- The Washington Times - Saturday, July 15, 2006

After he left the KGB in the early 1990s, Vladimir Putin earned an advanced degree in economics from a mining institute in St. Petersburg, where this weekend, as president of Russia, he is hosting the Group of Eight (G-8) summit under the theme of “energy security.” He titled his dissertation “The Strategic Planning of Regional Resources Under the Formation of Market Forces.” In 1999, before then-Russian President Boris Yeltsin elevated Mr. Putin to be prime minister, the still-obscure apparatchik published an article in an equally obscure academic journal forcefully arguing that “Russia’s natural-resource potential defines its special place among industrialized countries.” Those resources, particularly Russia’s prodigious endowments of oil and natural gas, had the power to enable the then-prostrate, virtually bankrupt Russia to “regain its former might.”

In April 2005, delivering the annual state-of-the-nation address during his second four-year term as president, a sufficiently emboldened Putin ominously declared that “the collapse of the Soviet Union was the greatest geopolitical catastrophe of the century.” Much had changed during the intervening six years. The price of oil had increased by more than 400 percent, rising from less than $10 per barrel in early 1999 to $50 in April 2005. Meanwhile, Russian oil output increased by 50 percent, rising from 6 million to 9 million barrels per day. On Jan. 1 of this year, Mr. Putin shut off natural-gas supplies to Ukraine, formerly the Soviet Union’s second-largest republic, after Ukraine refused to cede effective control of the trans-Ukrainian pipeline through which Russian gas flows to the European Union. Russian pressure worked. While the price Ukraine would pay for gas increased only 90 percent, compared to the 400 percent increase Russia sought, the new price was guaranteed for only a few months. However, Russia achieved its strategic goal of obtaining rock-bottom transit rates for its EU-bound gas for the next 25 years.

These strong-arm tactics prompted Vice President Dick Cheney this spring to warn Russia about “intimidation or blackmail, either by supply manipulation or attempts to monopolize transportation.” The warning fell on deaf ears. Indeed, in 1999, while Mr. Putin was maneuvering to succeed President Yeltsin, newly elected Venezuelan President Hugo Chavez personally resuscitated a comatose OPEC by demonstrating how output restrictions could raise prices. Russia has helped to keep the world oil market extremely tight over the past 18 months by significantly reducing the rate of increase of its oil output. Over three years (2000-2002), Russian output increased by 1.33 million barrels per day (the average annual increase was about 450,000 barrels per day).

Over the next two years (2003-2004), output increased 1.4 million barrels per day (the average annual increase was 700,000 barrels per day).
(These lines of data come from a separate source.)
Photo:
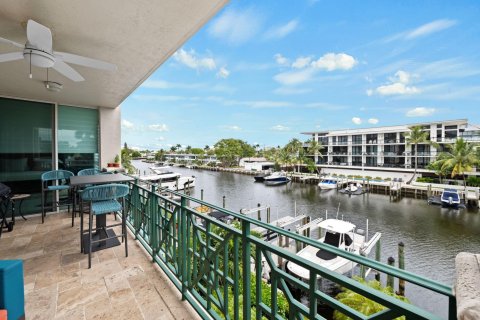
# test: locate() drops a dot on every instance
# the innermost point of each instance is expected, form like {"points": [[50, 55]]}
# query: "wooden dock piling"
{"points": [[401, 265]]}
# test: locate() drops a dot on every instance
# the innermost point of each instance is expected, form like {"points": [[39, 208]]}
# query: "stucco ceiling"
{"points": [[137, 36]]}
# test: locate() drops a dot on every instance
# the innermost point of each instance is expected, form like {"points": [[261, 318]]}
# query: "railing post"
{"points": [[183, 237], [377, 257], [390, 279], [246, 269]]}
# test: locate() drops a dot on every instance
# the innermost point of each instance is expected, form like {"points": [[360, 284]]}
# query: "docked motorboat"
{"points": [[276, 178], [261, 176], [168, 179], [342, 235], [450, 198], [328, 183], [353, 188]]}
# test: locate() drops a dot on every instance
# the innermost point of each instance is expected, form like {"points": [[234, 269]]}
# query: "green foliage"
{"points": [[311, 167], [425, 179], [458, 159], [362, 304], [197, 151], [414, 137], [135, 154], [229, 151], [473, 181], [126, 160], [159, 155]]}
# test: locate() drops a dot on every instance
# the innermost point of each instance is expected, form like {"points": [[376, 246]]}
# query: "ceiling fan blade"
{"points": [[67, 71], [11, 56], [84, 61], [39, 36], [12, 43]]}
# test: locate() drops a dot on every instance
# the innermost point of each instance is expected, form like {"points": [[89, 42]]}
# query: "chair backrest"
{"points": [[105, 192], [88, 172], [56, 175]]}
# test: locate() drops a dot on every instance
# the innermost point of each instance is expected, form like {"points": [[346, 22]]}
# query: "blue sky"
{"points": [[264, 71]]}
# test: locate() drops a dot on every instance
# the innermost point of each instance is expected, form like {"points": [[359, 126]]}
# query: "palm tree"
{"points": [[416, 136], [295, 148], [459, 158]]}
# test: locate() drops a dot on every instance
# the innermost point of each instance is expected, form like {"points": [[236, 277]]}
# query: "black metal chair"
{"points": [[52, 181], [104, 199]]}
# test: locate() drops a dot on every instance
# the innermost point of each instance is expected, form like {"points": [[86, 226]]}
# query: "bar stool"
{"points": [[55, 180], [104, 199], [83, 172]]}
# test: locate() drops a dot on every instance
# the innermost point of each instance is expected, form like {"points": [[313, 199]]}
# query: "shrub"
{"points": [[362, 304]]}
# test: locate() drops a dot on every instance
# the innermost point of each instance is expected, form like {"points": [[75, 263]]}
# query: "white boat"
{"points": [[450, 198], [276, 178], [328, 183], [342, 235], [167, 179]]}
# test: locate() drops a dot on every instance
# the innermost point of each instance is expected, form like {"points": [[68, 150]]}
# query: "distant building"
{"points": [[384, 149], [256, 164], [189, 158]]}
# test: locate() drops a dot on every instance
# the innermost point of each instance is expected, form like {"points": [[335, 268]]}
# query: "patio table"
{"points": [[101, 220]]}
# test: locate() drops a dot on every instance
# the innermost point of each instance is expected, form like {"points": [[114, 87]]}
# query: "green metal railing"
{"points": [[218, 268]]}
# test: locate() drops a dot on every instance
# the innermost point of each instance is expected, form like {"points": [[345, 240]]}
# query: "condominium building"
{"points": [[385, 148]]}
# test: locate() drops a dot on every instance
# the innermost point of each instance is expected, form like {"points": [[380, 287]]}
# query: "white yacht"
{"points": [[340, 234], [168, 179], [328, 183]]}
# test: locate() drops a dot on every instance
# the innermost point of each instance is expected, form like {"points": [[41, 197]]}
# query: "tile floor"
{"points": [[58, 284]]}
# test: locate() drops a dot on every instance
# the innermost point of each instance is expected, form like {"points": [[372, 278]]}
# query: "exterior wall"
{"points": [[384, 147], [109, 135]]}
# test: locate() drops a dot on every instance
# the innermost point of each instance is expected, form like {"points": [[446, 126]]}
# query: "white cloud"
{"points": [[161, 84], [399, 85], [356, 120], [281, 60], [431, 27], [127, 124], [334, 61], [279, 127], [281, 31], [233, 128], [420, 112], [236, 26], [158, 127], [301, 62], [294, 77], [290, 91], [396, 88], [223, 73], [191, 60]]}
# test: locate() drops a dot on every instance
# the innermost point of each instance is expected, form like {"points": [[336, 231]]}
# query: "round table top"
{"points": [[19, 196]]}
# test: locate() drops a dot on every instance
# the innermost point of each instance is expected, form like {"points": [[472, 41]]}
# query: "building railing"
{"points": [[218, 268]]}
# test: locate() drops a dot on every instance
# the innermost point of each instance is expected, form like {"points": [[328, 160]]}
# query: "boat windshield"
{"points": [[332, 239]]}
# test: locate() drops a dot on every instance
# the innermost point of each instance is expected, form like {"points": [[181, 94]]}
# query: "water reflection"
{"points": [[432, 235]]}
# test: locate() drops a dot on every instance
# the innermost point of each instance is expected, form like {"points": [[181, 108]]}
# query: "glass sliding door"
{"points": [[77, 138], [25, 147]]}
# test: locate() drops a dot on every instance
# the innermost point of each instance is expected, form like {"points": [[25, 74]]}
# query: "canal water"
{"points": [[432, 235]]}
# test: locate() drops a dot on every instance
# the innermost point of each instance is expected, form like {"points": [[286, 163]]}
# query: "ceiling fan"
{"points": [[38, 52]]}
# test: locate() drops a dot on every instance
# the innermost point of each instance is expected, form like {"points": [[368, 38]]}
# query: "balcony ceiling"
{"points": [[137, 36]]}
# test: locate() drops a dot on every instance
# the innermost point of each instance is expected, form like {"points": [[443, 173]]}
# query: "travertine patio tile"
{"points": [[58, 285]]}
Russian oil output increased by only 260,000 barrels per day last year. Prices continued to soar. The Commerce Department reported last week that America’s petroleum-import bill reached a record $28 billion in May (an annual rate of nearly $350 billion); in May petroleum imports averaged a near-record-level 14 million barrels per day. Meanwhile, the NYMEX price for oil closed at $78.40 per barrel Friday, nearly eight times its 1998 floor price.